Step 4 — Expected (chance) agreement. The chance that both call an image normal is (A's normal rate)×(B's normal rate); the chance both call it abnormal is (A's abnormal rate)×(B's abnormal rate). Sum them:

\[ p_e = \frac{50}{100} \times \frac{45}{100} + \frac{50}{100} \times \frac{55}{100} = 0.225 + 0.275 = 0.5 \]

Step 5 — Cohen's Kappa. Plug into the definition:

\[ \kappa = \frac{p_o - p_e}{1 - p_e} = \frac{0.85 - 0.5}{1 - 0.5} = \frac{0.35}{0.5} = 0.70 \]

Reading the result. Although the raw % agreement is 85%, and the two categories are about equally easy to judge, the probability that the two radiologists agree without chance is only 70%. That 15-point drop is exactly the luck that % agreement quietly counted as skill.

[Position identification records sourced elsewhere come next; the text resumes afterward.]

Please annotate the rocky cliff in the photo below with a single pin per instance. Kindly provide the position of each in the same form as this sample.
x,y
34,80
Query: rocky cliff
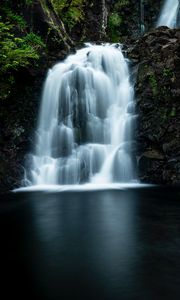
x,y
158,94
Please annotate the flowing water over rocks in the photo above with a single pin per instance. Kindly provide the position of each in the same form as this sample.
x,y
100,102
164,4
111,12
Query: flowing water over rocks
x,y
86,119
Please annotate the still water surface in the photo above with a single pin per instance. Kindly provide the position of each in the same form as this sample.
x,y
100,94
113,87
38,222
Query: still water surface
x,y
115,245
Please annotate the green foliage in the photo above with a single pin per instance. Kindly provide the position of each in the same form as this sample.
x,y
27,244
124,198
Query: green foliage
x,y
15,19
34,41
15,52
71,12
173,112
115,20
28,2
120,4
153,84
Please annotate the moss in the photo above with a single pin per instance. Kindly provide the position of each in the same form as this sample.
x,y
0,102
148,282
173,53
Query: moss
x,y
153,84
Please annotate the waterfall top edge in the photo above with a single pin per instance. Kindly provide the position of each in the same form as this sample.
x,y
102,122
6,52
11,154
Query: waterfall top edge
x,y
81,188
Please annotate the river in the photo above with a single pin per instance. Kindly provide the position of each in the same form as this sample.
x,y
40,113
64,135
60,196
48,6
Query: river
x,y
115,245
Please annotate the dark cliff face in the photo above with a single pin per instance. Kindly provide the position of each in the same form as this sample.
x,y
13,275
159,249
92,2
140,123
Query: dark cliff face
x,y
158,96
156,55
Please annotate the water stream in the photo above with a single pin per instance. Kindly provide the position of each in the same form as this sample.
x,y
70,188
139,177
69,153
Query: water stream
x,y
85,125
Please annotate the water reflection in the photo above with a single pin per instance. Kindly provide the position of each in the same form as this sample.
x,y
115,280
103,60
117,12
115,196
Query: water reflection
x,y
118,245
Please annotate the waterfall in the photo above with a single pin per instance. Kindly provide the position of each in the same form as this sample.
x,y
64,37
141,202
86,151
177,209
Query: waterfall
x,y
85,123
170,14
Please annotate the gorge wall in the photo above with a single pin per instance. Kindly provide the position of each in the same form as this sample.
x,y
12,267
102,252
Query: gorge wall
x,y
57,32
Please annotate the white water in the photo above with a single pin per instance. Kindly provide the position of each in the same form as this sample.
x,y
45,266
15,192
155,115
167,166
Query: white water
x,y
85,125
169,14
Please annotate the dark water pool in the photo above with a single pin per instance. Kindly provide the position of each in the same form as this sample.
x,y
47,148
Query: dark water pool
x,y
116,245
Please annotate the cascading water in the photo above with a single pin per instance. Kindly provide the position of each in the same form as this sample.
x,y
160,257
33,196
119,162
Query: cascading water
x,y
87,113
170,14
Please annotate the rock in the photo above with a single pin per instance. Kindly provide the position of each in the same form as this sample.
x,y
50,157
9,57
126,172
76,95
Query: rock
x,y
157,91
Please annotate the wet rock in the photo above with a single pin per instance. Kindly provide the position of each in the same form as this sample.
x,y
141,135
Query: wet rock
x,y
157,92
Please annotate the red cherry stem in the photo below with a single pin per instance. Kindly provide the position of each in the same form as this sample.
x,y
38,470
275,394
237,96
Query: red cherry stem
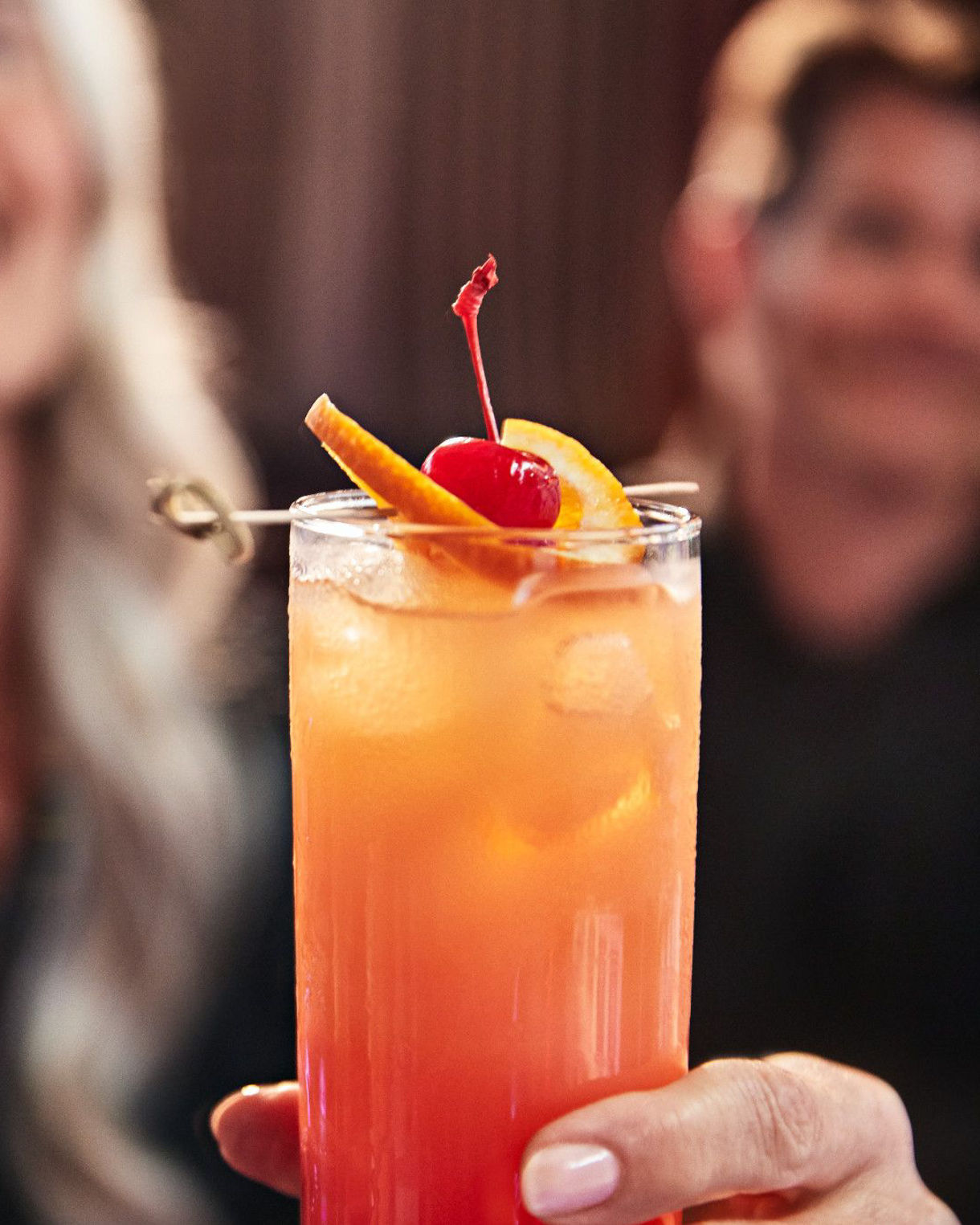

Interpreting Kappa — and a caution

A widely cited verbal scale (Landis & Koch) maps Kappa to labels such as slight, fair, moderate, substantial, and almost perfect. Use it carefully: these interpretation bands are arbitrary cut-points, not laws of nature, and a "moderate" Kappa in one clinical context may be unacceptable in another. Report the number, the table it came from, and the context — never the verbal label alone.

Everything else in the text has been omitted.